CNH: Collaborative Research: Explaining Socioecological Resilience Following Collapse: Forest Recovery in Appalachian Ohio

Much is known about the processes leading to forest loss, that understanding must be complemented with new knowledge regarding the socioecological factors that influence forest recovery and sustainability. This knowledge is critical for predicting where and when second- and third-generation forests might emerge and for understanding the conditions necessary to maintain them. Furthermore, such knowledge is urgently required to inform global climate models, climate change mitigation scenarios, and a suite of other environmental issues. This interdisciplinary research project will focus on the human and ecological linkages that give rise to specific forest forms (including forest extent, species composition, and land-cover patterns) and functions (including benefits of the forest like timber, recreation, privacy, and wildlife habitat). The investigators will examine the extent to which those linkages and the forests emergent from them lead to irreversible changes in socioecological systems. They will focus their attention on Appalachian Ohio, an area whose which forests have returned and where there is sufficient time depth to examine the underlying socioecological processes that give rise to them. A former extractive periphery devastated in the 19th and early 20th centuries, its extensive forests have emerged in surprising ways over the last century. Project goals are (1) to compare forest composition between pre-settlement forests and contemporary forests; (2) to describe the social and ecological form and function of recovered forests; (3) to explain the emergence of the forest over time; and (4) to predict how these socioecological systems will function in the future. The methods to be used include an agent-based model representing land-use decision-making and implementation coupled with the landscape disturbance and succession model, which simulates forest succession and regrowth.
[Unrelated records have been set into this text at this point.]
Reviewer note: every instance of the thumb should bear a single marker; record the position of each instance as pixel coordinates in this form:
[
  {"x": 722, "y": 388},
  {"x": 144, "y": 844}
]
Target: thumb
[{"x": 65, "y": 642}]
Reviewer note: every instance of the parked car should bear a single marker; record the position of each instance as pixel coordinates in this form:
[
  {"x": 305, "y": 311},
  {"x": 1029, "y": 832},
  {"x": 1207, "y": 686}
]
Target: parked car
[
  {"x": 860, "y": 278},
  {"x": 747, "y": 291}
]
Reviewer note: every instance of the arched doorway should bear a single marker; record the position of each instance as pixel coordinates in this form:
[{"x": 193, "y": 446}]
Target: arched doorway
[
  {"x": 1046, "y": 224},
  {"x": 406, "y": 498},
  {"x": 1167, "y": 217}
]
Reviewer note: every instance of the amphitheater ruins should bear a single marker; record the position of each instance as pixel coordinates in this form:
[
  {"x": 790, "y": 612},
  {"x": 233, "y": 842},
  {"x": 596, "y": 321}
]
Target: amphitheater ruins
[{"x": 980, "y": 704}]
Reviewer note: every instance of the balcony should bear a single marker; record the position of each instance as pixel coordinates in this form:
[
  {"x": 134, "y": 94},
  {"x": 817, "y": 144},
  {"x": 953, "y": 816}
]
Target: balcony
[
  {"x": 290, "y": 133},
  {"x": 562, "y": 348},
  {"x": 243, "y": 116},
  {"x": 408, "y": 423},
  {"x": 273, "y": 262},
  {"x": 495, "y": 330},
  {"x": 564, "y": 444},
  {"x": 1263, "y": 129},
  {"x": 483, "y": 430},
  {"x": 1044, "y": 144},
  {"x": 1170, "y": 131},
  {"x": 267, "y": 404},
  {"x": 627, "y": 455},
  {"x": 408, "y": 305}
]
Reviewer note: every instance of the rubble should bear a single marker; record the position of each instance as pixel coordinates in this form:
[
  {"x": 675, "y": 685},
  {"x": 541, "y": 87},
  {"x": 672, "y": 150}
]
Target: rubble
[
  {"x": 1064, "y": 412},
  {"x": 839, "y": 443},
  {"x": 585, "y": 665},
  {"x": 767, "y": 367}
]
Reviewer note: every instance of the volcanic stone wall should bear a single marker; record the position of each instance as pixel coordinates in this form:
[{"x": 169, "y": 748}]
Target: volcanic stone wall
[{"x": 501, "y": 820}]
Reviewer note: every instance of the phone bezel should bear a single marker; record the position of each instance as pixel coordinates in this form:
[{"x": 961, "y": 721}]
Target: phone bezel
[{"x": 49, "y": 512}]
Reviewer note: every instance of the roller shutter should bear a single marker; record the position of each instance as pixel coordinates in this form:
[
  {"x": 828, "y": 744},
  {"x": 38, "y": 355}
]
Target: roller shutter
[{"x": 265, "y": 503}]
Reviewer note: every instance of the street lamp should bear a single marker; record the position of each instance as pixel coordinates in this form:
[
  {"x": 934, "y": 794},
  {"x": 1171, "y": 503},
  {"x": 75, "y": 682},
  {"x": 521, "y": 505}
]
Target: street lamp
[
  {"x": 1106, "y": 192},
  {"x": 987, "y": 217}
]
To inform the models with empirical data, the researchers will collect field data on forest structure and composition, generate time-series classifications of remotely sensed images, and investigate political, economic, infrastructural, and cultural dynamics using archival and field-derived data.

This project will make important contributions to theory and methods for understanding dynamically coupled socioecological systems. The project will advance basic understanding of forest transitions by focusing on forest resilience, thus treating forest recovery as an emergent property of complex socioecological systems. The project will focus attention on differences in ecosystem attributes before and long after massive disturbance, showing that humans and ecosystems have together created unexpected ecologies. The project will demonstrate specific ways that forest form and function respond to local forces and distant shocks that are both social and ecological. Methodologically, the project will advance agent-based modeling science by using innovative metrics to incorporate social inequality and power dynamics and by coupling social simulation with landscape-level forest growth models. As a collaborative project between two Ohio-based universities and the U.S. Forest Service, the project will provide practical information regarding pressing social and environmental issues in Appalachian Ohio, including rural poverty, ecological change, and management of public and private forests. Global applications of this portable framework include enhancing the ways that scholars and policy makers understand, plan for, and help to foster ecological recovery, in particular by drawing attention to the role of social inequalities in shaping socioecological resilience. The findings of this research can also inform climate modeling and mitigation. This project is supported by the NSF Dynamics of Coupled Natural and Human Systems (CNH) Program.